HHS Value-Driven Healthcare
Transparency: Better Care Lower Costs
Four Cornerstones
The Executive Order is intended to ensure that health care programs administered or sponsored by the federal government build on collaborative efforts to promote four cornerstones for health care improvement. The Patient-Centered Medical Home has defined characteristics that are aligned with each of the four cornerstones identified in the Executive Office:
1. Interoperable Health Information Technology: Interoperable health information technology has the potential to create greater efficiency in health care delivery. Significant progress has been made to develop standards that enable health information systems to communicate and exchange data quickly and securely to protect patient privacy. Additional standards must be developed and all health care systems and products should meet these standards as they are acquired or upgraded. Relevant Excerpt from Joint Principles:
Care is coordinated and/or integrated across all elements of the complex health care system (e.g., subspecialty care, hospitals, home health agencies, nursing homes) and the patient’s community (e.g., family, public and private community-based services). Care is facilitated by registries, information technology, health information exchange and other means to assure that patients get the indicated care when and where they need and want it in a culturally and linguistically appropriate manner.
Quality and safety are hallmarks of the medical home:
- Information technology is utilized appropriately to support optimal patient care, performance measurement, patient education, and enhanced communication
2. Measure and Publish Quality Information: To make confident decisions about their health care providers and treatment options, consumers need quality of care information. Similarly, this information is important to providers who are interested in improving the quality of care they deliver. Quality measurement should be based on measures that are developed through consensus-based processes involving all stakeholders, such as the processes used by the AQA (multi-stakeholder group focused on physician quality measurement) and the Hospital Quality Alliance.

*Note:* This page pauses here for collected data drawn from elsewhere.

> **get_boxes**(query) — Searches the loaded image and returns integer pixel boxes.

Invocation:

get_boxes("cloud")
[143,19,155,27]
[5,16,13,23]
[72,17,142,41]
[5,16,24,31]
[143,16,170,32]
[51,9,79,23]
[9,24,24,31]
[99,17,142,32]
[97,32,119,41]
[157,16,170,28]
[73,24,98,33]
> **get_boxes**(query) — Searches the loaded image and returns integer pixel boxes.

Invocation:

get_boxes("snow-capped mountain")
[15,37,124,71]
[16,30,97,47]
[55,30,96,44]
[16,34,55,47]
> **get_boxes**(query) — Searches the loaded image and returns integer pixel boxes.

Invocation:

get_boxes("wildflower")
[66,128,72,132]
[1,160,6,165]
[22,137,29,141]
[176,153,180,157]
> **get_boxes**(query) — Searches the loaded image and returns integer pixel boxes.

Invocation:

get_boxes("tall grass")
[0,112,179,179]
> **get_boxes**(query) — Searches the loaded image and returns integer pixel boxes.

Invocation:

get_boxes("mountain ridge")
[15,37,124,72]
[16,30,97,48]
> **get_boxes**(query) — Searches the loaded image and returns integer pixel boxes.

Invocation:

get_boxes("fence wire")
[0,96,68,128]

Relevant Excerpt from Joint Principles:
3. Measure and Publish Price Information: To make confident decisions about their health care providers and treatment options, consumers also need price information. Efforts are underway to develop uniform approaches to measuring and reporting price information for the benefit of consumers. In addition, strategies are being developed to measure the overall cost of services for common episodes of care and the treatment of common chronic diseases.
- Evidence-based medicine and clinical decision-support tools guide decision making.

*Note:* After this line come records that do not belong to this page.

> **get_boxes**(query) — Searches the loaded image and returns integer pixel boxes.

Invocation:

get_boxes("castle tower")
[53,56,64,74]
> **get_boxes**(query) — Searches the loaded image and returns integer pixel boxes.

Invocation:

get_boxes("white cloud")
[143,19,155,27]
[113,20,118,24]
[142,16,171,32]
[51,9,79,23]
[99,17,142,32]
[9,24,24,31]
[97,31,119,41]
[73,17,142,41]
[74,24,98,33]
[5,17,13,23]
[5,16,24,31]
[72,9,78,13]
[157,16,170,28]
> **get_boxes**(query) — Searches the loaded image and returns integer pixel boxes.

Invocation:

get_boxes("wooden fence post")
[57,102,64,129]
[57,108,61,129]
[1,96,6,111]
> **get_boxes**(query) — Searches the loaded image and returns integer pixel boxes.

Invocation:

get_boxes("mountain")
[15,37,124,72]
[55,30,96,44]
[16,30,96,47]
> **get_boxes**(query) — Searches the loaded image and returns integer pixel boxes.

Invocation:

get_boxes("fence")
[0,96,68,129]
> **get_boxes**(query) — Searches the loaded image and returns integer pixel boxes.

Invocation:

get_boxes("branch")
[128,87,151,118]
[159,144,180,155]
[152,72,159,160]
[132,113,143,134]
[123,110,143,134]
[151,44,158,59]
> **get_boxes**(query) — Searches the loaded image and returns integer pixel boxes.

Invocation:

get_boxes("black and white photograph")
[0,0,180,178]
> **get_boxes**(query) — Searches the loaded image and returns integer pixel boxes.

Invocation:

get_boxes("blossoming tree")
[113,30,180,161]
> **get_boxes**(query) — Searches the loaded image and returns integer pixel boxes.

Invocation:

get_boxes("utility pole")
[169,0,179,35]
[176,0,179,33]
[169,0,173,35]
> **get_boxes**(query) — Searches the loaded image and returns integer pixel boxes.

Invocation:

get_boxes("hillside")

- Physicians in the practice accept accountability for continuous quality improvement through voluntary engagement in performance measurement and improvement.
- Practices go through a voluntary recognition process by an appropriate non-governmental entity to demonstrate that they have the capabilities to provide patient centered services consistent with the medical home model. NOTE: The PPC states that physicians should produce reports on how they performed against standardized measures and report those to external entities. These elements are also in the draft PCMH qualification process document we’re working on with NCQA but they account for very few possible points (2 points for collecting data on standardized measures and 1 point for reporting it to external entities).

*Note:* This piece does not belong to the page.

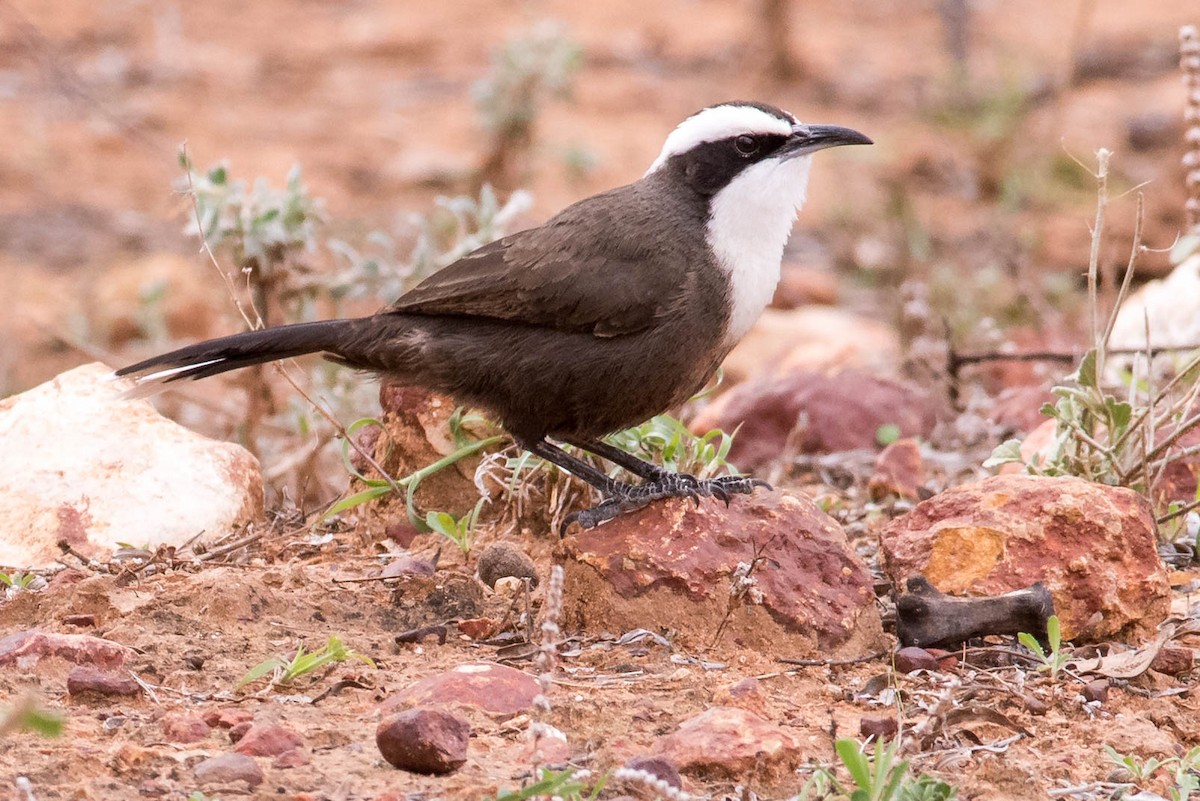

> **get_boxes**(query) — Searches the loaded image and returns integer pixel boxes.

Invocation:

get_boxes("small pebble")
[376,707,469,775]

- Practices go through a voluntary recognition process by an appropriate non-governmental entity to demonstrate that they have the capabilities to provide patient centered services consistent with the medical home model.
[Although not explicitly referenced in the joint principles, the American Academy of Family Physicians and American College of Physicians have jointly proposed a payment framework for the PCMH that includes a bundled and prospective (monthly) payment for care coordination services provided that fall outside of a face-to-face encounter. Prospective payments for care coordination are more predictable and transparent to consumers and purchasers than procedure-based payments that are billed retroactively following a patient encounter. PCMHs would also report on evidence-based quality and efficiency or cost of care measures as they become available through a consensus process].
4. Promote Quality and Efficiency of Care: All parties - providers, patients, insurance plans, and payers - should participate in arrangements that reward both those who offer and those who purchase high-quality, competitively-priced health care. Such arrangements may include implementation of pay-for-performance methods of reimbursement for providers or the offering of consumer-directed health plan products, such as account-based plans for enrollees in employer-sponsored
Relevant Excerpt from Joint Principles:
Physicians in the practice accept accountability for continuous quality improvement through voluntary engagement in performance measurement and improvement.
Payment appropriately recognizes the added value provided to patients who have a patient-centered medical home. The payment structure should be based on the following framework:
- It should allow physicians to share in savings from reduced hospitalizations associated with physician-guided care management in the office setting.
- It should allow for additional payments for achieving measurable and continuous quality improvements.